By UA Foundation, August 10, 2011
Gary Nabhan, a research social scientist in the Southwest Center, has been named the Sustainable Food Systems Endowed Chair following a nearly $1.6 million grant from the W.K. Kellogg Foundation.
A generous investment from the W.K. Kellogg Foundation of Battle Creek, Mich. is helping the Southwest Center of the University of Arizona’s College of Social and Behavioral Sciences create an endowed faculty chair to lead its new Sustainable Food Systems Program in Southwest Borderlands Food and Water Security.
The $1,575,000 grant will enable the Southwest Center to focus on assessing transborder food systems and to effect positive change that will benefit low-income children in the Southwest Borderlands. Specific initiatives aim to reduce the high rates of childhood food insecurity, outright hunger, arrested development, and nutrition-related diseases among multicultural communities in borderlands states.
The program may be among the first to link water and food insecurity with climate change, children’s health to borderland environmental health, and to address the concepts of both rural and urban “food deserts” that are found in communities where affordable, healthy, fresh food is both expensive and difficult to obtain. In addition, it has the potential to make significant contributions to regional social, environmental and economic well-being.
The new program is ideally situated at the UA, from its distinguished academic presence in the Southwest, to the University’s widely available and recognized research and expertise in water and agricultural issues, climate change and child health.
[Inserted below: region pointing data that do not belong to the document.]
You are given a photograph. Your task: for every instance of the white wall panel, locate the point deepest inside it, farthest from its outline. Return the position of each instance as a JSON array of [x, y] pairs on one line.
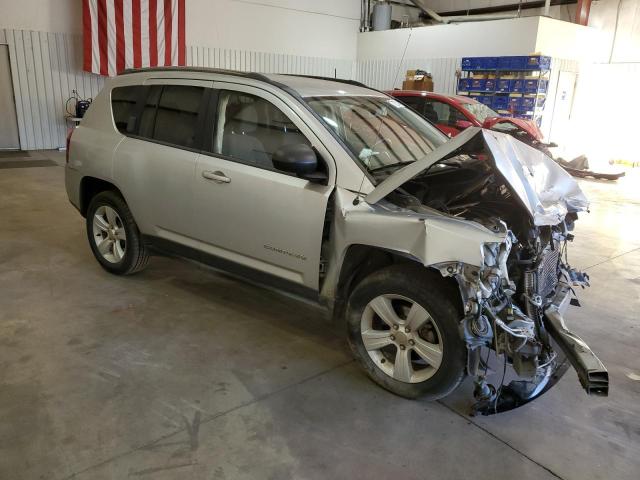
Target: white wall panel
[[45, 68]]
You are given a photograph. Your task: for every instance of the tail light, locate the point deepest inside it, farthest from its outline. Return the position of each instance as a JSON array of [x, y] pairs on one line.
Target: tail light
[[69, 133]]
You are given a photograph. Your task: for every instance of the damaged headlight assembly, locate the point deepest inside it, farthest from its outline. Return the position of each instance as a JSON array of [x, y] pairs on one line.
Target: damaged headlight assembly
[[536, 344]]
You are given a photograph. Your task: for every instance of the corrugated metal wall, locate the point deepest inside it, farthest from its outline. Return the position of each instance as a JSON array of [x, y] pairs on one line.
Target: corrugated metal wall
[[268, 62], [387, 74], [46, 67]]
Gary Nabhan, a research social scientist in the Southwest Center, has been named the Sustainable Food Systems Endowed Chair. Nabhan holds two degrees from the UA – a master’s in plant sciences and a doctorate in arid lands resource sciences. He has received numerous academic awards, including a MacArthur “genius” award, a Lannan Literary Award, a Lifetime Achievement Award from the Society for Conservation Biology and a Quivira Coalition award for excellence in science.
“Gary has built his career on a deep knowledge of borderlands foodways, ethnobotany and the ways in which culture, food and the environment intersect,” said Joseph Wilder, director of the Southwest Center. “With the Kellogg Foundation award, Gary’s proven record of community-driven research will find renewed expression with new resources to support students, publication, curriculum, and community-building and engagement.”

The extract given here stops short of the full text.